Kai drove me. I signed in at the front desk and gave a check to the clerk to pay for the next two months. After some begging, Elena had given me an advance against my latest as**signment. I wanted to make sure all of it went toward my brother’s expenses.


I found Tommy sitting in the common room, wearing an Angry Birds T-shirt and eating crackers, working intently on a 3-D puzzle. His brown hair was its usual spiky mess.


“Hi,” I said as I went up to him, and his face opened up into such a wide grin that it warmed my heart. It had only been a couple of days, but I’d missed him so much. I wrapped my arms around him and held him close. Even though he was my older brother, I’d always taken care of him. I had a protective feeling for him and loved him fiercely, like I imagined a mother loved her child.

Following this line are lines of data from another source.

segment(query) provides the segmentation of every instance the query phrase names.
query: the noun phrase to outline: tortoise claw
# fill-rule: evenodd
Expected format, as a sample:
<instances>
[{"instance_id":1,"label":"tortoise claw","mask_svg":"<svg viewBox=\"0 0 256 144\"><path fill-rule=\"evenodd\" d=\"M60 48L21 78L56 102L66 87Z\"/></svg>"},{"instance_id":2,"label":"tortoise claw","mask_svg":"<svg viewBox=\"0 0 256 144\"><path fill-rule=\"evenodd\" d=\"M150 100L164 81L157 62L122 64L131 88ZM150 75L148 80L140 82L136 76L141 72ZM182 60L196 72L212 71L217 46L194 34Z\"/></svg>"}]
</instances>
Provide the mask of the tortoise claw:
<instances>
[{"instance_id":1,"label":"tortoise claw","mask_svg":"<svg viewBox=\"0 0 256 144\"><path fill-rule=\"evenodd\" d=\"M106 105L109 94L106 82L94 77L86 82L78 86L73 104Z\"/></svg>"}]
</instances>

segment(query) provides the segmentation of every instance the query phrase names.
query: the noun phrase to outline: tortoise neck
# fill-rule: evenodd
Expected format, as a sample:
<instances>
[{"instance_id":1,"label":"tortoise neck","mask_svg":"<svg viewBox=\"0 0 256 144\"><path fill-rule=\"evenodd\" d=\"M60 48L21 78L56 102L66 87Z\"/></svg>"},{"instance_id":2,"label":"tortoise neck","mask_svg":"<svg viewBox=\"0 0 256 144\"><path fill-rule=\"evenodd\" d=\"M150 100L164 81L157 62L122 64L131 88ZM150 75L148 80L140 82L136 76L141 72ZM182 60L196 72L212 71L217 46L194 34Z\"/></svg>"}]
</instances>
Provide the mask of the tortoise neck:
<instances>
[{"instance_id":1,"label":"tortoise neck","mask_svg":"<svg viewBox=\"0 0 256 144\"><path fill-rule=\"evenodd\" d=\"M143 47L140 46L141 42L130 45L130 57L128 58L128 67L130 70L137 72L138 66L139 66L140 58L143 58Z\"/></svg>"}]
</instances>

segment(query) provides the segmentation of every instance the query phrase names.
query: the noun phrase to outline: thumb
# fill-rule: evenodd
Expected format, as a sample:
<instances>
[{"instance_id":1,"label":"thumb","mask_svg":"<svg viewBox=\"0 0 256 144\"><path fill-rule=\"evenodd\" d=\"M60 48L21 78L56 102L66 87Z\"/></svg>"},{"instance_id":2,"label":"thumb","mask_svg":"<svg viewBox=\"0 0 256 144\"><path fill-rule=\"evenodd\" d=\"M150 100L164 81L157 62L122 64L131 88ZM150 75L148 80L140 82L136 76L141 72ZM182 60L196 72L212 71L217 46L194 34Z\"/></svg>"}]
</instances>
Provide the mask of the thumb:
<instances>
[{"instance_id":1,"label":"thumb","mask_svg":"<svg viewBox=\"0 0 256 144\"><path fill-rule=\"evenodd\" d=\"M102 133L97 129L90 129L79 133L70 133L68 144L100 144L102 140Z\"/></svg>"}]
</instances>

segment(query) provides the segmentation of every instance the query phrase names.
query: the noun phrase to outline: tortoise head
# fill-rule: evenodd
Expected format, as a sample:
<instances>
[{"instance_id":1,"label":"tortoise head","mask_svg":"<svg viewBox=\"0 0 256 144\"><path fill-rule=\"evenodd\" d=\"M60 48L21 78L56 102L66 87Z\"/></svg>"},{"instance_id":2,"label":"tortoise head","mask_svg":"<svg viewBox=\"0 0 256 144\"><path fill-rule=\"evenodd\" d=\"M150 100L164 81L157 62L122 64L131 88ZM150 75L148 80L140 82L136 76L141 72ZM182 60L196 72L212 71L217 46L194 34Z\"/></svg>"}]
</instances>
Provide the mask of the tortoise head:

A normal mother. Not my mother.


“You haven’t been to see me in three days,” he complained.


“I’ve been working,” I said, sitting down next to him. “But it’s been good. I’m going to make a lot of money over the next two weeks. Then we’re going to be in good shape, okay?” I squeezed his arm. “Has Mom been here?” I asked.


“No,” Tommy said. “It’s been longer than you.”


“Well, she’ll show up eventually. She always does. And when she’s here, just make sure you don’t mention anything about the money,” I said.


Tommy nodded at me solemnly. We’d both learned the hard way.


James was still gone when I got back to the apartment, and I rattled around for a minute, missing him. Then I went to my bedroom, nervously scouring through my clothes for something to wear to the ladies’ tea. There was something about the event that scared the bejeezus out of me. First of all, I’d never been to a tea. I didn’t think people in the United States even did that.